No hay, pues, lugar a cuestión sobre la forma de gobierno.
Esta máxima de Alberdi se propone rebatir, no sin ambigüedades ni temores, al Alberdi de La
Monarquía (1970:61-63, 66). Pero antes de hacerlo, no dejará de recordar que el gobierno
representativo, tanto en su forma republicana como en su forma monárquica, parece estar
todavía fuera del alcance de las turbulentas y jóvenes naciones de la América Hispana. Por
ello (Alberdi-Terán, Bases 1996:117-8), se va a proponer dar una serie de consejos que hagan
posible una república para nuestra nación y reconciliarla con su estado social democrático, sin
someterla a los devaneos del despotismo de la mayoría a los que condujo a una aplicación
idealista y prematura del sufragio universal (Alberdi-Terán, Bases 1996:157). En Sistema
Económico y rentístico, Alberdi se apropia de la palabra ‘república’ con una fuerza y una
recurrencia tales que se contraponen con el escaso empleo del término ‘democracia’ en el
mismo texto.

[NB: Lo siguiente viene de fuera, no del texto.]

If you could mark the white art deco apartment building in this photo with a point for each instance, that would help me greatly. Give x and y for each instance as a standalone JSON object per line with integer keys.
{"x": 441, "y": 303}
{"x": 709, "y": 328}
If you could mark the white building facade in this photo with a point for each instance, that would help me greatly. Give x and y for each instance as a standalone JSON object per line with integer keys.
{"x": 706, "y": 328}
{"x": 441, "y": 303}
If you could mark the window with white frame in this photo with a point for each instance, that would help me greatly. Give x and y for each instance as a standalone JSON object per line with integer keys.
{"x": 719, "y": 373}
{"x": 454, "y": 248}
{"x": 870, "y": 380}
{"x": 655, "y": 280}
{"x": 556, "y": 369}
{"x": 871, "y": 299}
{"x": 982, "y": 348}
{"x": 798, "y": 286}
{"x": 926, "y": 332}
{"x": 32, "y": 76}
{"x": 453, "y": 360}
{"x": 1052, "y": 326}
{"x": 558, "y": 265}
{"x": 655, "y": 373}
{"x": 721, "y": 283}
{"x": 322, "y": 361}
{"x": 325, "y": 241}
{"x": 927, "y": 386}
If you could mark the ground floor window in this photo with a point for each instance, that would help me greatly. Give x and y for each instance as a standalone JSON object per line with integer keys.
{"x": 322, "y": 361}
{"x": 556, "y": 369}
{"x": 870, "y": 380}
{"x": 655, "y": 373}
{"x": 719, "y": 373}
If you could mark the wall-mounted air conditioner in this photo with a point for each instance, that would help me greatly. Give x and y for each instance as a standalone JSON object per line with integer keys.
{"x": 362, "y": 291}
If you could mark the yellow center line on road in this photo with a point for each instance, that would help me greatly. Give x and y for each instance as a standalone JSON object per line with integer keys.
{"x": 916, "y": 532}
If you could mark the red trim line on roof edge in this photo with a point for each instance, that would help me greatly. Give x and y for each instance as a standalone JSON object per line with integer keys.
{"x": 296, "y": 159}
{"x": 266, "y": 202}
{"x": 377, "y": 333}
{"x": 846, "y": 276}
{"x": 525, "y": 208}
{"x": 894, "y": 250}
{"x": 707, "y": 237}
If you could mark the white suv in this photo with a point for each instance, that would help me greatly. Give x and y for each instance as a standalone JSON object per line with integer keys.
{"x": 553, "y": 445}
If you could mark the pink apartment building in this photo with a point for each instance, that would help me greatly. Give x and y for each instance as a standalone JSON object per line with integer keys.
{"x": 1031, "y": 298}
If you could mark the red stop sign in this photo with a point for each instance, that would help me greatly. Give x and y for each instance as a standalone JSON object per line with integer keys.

La mayor parte de sus usos corresponden al nombre del país (República
Argentina) y a su territorio, aunque éste todavía es más bien un proyecto, ya que, como se
había aclarado en las Bases, para que exista una República Argentina ésta debe ser algo más
que una amalgama de provincias, y debe contar con un gobierno nacional que les dé unidad
(Alberdi, Bases 1915:13, 17, 93-8; Alberdi, Sistema s/f: 9, 11, 24, 229, 71, 84, 113. 211, entre
otros).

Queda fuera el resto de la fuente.